- Theatrical release poster
- Directed by: Kaushik
- Written by: Kaushik
- Starring: Ajay Mitali Agarwal Kavitha Srinivasan
- Cinematography: DS. Vaasan
- Edited by: M. Ramesh Bharathi
- Music by: L. V. Ganesan
- Production companies: RSR Screenz N.K. Kraft
- Release date: 14 March 2014;
- Country: India
- Language: Tamil

= Adiyum Andamum =

2014 Indian film by Kaushik

Adiyum Andamum is a 2014 Indian Tamil-language psychological thriller film written and directed by Kaushik, making his directorial debut. The film stars Ajay, Mitali Agarwal and Kavita Srinivasan, with Ramanathan, Siddarth, Venkat and Yuvan Swang in supporting roles. It was released on 14 March 2014.

== Plot ==
Karan is a psychiatrist. Orphaned at a young age, he was brought up by his maternal uncle. Though not very rich, Karan's uncle ensured that Karan got the best of education and became a doctor. Karan, for his part, turns out to become a psychiatrist. Karan is a psychiatrist with a difference. He believes in the human touch. Circumstances take him on a professional trip to a reputed medical institute where he takes charge as lecturer cum psychiatrist. The minute he lands in Ooty he is at ease and enjoys every moment at his new destination. As he settles in the new place, he feels at home and at ease.
Soon he gets used to a new routine in his life but just as he thinks that life can't be more perfect he starts experiencing certain disturbances. He starts seeing things in his room which defy the human mind. At first, he doesn't take it seriously, but soon they intensify in their hostility with each new day. Soon the disturbances are more terrifying than he can imagine.
Doctor Anbarasu is the founder cum dean cum MD of the institute. He is soft-spoken, but a man who will get what he wants. In him Karan sees a father figure in the beginning which slowly changes with each growing day. As he sees a new side to this person, Karan is made to wonder about the true character of the dean.
Shalini is a reporter who hosts a reality show on a reputed channel. She arrives at the institute to do a cover story. The first encounter between Karan and Shalini promotes a kind of respect for Karan in Shalini. This respect slowly blossoms into something else. As their paths meet regularly, Karan feels he can confide in Shalini about his disturbances and his sudden trepidation about the dean. Curiosity kindles the reporter in Shalini and she, along with Karan, embark on an investigative journey to find out what really is going on in the institute. The going is tough, as there are man made hindrances in their path. At one point, it is clear to them that no one is telling the truth.
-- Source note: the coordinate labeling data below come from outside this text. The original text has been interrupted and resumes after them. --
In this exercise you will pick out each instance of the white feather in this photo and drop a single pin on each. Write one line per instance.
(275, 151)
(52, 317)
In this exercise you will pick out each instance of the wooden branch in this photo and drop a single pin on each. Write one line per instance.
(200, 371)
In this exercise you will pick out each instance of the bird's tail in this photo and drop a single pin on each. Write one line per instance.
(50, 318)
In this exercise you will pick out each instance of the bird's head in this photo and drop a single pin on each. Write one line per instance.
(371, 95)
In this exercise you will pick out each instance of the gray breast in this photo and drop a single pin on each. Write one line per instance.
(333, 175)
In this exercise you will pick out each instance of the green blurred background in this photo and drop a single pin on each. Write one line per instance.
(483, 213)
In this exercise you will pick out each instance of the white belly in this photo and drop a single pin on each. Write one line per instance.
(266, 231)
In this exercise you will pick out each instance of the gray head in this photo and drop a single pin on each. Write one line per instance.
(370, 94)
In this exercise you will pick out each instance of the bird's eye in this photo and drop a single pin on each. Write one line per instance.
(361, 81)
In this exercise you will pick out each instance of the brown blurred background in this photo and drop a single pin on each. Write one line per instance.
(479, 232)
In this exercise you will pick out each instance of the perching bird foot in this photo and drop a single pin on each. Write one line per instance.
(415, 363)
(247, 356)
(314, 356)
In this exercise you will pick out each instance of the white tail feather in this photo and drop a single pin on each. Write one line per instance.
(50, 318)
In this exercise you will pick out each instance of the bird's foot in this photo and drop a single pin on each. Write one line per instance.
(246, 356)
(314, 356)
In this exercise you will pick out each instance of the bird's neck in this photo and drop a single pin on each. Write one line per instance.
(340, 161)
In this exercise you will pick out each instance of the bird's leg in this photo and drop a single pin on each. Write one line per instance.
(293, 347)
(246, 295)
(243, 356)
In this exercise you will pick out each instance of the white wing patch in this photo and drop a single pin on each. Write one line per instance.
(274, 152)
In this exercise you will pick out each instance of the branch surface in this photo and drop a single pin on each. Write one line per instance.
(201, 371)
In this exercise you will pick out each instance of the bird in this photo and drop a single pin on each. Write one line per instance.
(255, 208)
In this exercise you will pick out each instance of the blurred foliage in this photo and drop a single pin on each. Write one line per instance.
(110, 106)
Soon, both Karan and Shalini feel that they are being followed and that at any point of time something disastrous is going to happen. As time runs out for Shalini to leave the place, they have that much less time to find out the truth about the place and the true face of Dr Anbarasu. The truth shocks them. Sometimes what you see need not be the reality at all.

== Cast ==
- Ajay as Karan
- Mitali Agarwal as Priya
- Kavita Srinivasan as Shalini
- Ramanathan
- Siddarth
- Venkat
- Yuvan Swang

== Production ==
Kolangal fame Ajay forayed into films with Adiyum Andamum. It is the directorial debut of Kaushik, previously an actor.

== Soundtrack ==
Music was composed by newcomer L. V. Ganesan, son of L. Vaidyanathan.

| Song | Lyricsit | Singers |
|---|---|---|
| "Penne Penne" | Kaushik | Aalap Raju |
| "Mayam Seidhayo" | Kaushik | Chinmayi |
| "Ararirao" | Na. Muthukumar | Naresh Iyer |
| "Adiyum Andamum" (title track) | Kaushik | L. V. Ganeshan |
| "Penne" (remix) | Kaushik | Lv. Muthu, Kaushik |
| "Pain Of Love" (Instrumental) |  |  |

== Critical reception ==
Malini Mannath of The New Indian Express noted the film's similarities to Shutter Island (2010) and wrote, "A promising work from a debutante, it's a fairly watchable fare for lovers of the horror-genre". Manigandan K R of The Times of India wrote, "If [Kaushik] has looked to make a film that seeks to raise awareness on the trauma of patients suffering from disassociative amnesia and those dear to them, then one cannot deny that he has succeeded to a fair extent. If, on the other hand, he has only looked to deliver an intense, emotional love story, then, one must concede that he hasn't made it past the post".